Pak Economy: Cause for Concern?
Ali Nawaz Memon, Maryland, VA

There are indications of Pakistan's economy suffering further reverses. The recent drop in the exchange rate is likely to accelerate. Some feel that we may be heading for an economic implosion. The Islamic Development Bank continues to help with the financing of oil imports, but there are no other significant rescuers in sight. A perusal of the daily newspapers makes disturbing reading. On one day alone (August 25, 2000), DAWN reported the following developments on different pages:

  1. The State Bank said on Thursday Pakistan had a gross liquid foreign exchange reserves of $1.111 billion, including $ 452 million foreign currency deposits of banks lying with SBP. In other words, net foreign exchange reserves stand at $ 659 million. As a matter of prudent policy and to protect the interest of the depositors the State Bank has decided since December 1999 that these deposits would not be utilized for meeting current account deficits.

  2. Since May 1999 Pakistan has received only $125 million from the Asian Development Bank and has been net exporter of capital to international financial institutions. In addition to debt servicing payments of $ 3.6 billion,which the country had to make during 1999-2000, oil price increase in the world market has resulted in an additional import bill of $ 1.3 billion.

  3. The emphasis is on selling of state assets.  The government will keep on adding more public sector companies in the two phased, short and long term, 49 entities list project for privatization. The Chief Executive, General Pervez Musharraf has in principle approved the privatization of Pakistan International Airlines Company (PIAC). The meeting also reviewed the bidding results of LPG Business of SSGC, PSO and SNGPL and recommended having resolutions from the respective boards of the companies before obtaining final approval.

  4. The Privatization Commission received a total offer of Rs 630 million when the LPG business of three state-owned companies came under hammer on Thursday.  It is not clear if this is a fair price or distress sale price.

  5. Pakistan has told the International Monetary Fund that the State Bank would have to continue buying foreign exchange from the open market in the current fiscal year. SBP had purchased around $1.6 billion  during the last fiscal year.

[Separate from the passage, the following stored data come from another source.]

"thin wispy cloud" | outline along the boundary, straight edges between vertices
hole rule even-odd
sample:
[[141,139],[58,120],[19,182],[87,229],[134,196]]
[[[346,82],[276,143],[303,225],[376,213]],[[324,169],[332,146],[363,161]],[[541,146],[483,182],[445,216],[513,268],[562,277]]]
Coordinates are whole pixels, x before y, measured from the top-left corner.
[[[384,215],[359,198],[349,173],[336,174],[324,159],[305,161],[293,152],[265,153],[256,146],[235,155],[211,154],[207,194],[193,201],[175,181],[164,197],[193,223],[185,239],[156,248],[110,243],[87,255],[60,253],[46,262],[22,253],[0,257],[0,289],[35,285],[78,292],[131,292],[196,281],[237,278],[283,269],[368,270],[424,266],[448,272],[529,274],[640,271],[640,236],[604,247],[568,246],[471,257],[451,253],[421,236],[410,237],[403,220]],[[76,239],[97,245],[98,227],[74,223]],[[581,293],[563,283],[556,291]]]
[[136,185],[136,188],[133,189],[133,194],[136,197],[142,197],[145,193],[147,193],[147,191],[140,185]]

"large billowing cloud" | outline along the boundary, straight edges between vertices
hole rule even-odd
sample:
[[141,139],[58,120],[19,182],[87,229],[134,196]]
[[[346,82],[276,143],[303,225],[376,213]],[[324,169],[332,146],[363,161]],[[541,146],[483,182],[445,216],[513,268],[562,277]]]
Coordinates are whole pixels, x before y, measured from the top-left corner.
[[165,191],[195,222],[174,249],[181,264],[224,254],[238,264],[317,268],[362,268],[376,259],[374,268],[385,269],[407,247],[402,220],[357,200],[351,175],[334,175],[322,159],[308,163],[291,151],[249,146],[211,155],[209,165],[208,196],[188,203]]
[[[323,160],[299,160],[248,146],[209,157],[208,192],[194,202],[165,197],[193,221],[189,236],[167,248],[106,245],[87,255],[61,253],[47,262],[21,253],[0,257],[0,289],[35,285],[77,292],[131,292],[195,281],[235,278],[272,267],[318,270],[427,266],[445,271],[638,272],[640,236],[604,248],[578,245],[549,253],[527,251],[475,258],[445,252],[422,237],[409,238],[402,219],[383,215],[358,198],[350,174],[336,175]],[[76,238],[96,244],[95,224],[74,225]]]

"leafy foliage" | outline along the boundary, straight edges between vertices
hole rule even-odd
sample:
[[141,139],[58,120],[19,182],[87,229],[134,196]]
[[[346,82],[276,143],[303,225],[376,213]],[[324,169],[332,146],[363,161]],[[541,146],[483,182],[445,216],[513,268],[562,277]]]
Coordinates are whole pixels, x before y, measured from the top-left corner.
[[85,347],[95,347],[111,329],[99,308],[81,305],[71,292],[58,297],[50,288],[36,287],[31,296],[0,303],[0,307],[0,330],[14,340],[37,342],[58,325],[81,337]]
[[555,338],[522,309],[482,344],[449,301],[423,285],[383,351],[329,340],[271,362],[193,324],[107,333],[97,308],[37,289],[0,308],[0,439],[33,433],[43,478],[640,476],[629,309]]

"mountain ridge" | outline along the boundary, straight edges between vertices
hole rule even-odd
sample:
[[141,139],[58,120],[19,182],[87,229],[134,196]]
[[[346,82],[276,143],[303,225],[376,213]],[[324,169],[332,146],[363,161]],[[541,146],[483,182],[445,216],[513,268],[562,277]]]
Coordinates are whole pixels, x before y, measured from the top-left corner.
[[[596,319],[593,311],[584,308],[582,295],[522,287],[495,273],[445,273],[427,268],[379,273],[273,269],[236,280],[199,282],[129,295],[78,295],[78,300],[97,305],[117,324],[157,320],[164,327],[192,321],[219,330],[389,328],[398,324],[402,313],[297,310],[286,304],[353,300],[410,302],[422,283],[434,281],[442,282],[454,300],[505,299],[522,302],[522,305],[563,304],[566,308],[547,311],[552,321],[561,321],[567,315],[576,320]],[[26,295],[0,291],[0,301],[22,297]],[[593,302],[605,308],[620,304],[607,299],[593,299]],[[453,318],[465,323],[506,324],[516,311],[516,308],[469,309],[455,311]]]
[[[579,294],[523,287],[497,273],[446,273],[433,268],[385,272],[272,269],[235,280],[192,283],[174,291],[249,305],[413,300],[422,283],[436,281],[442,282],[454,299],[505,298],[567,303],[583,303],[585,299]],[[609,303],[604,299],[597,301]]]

  6. An increase of 23.2% has been recorded in non-performing loans (NPLs) during 1999-2000,

  7. Cuts are being made in the budget announced only two months ago. For example, the Sindh government has slashed the budget allocations for the Lyari General Hospital for the fiscal 2000-2001 by over 40%.

I hope that we can find some solutions. I wish that the government would take the citizens in confidence, restore the democratic process, and work with all well-wishers of Pakistan to put the economy back on a sound footing.

The solution lies in generating more revenue, controlling the defense budget, and getting further debt rescheduling. Failure to act on all three fronts can have disastrous effects in the very near future.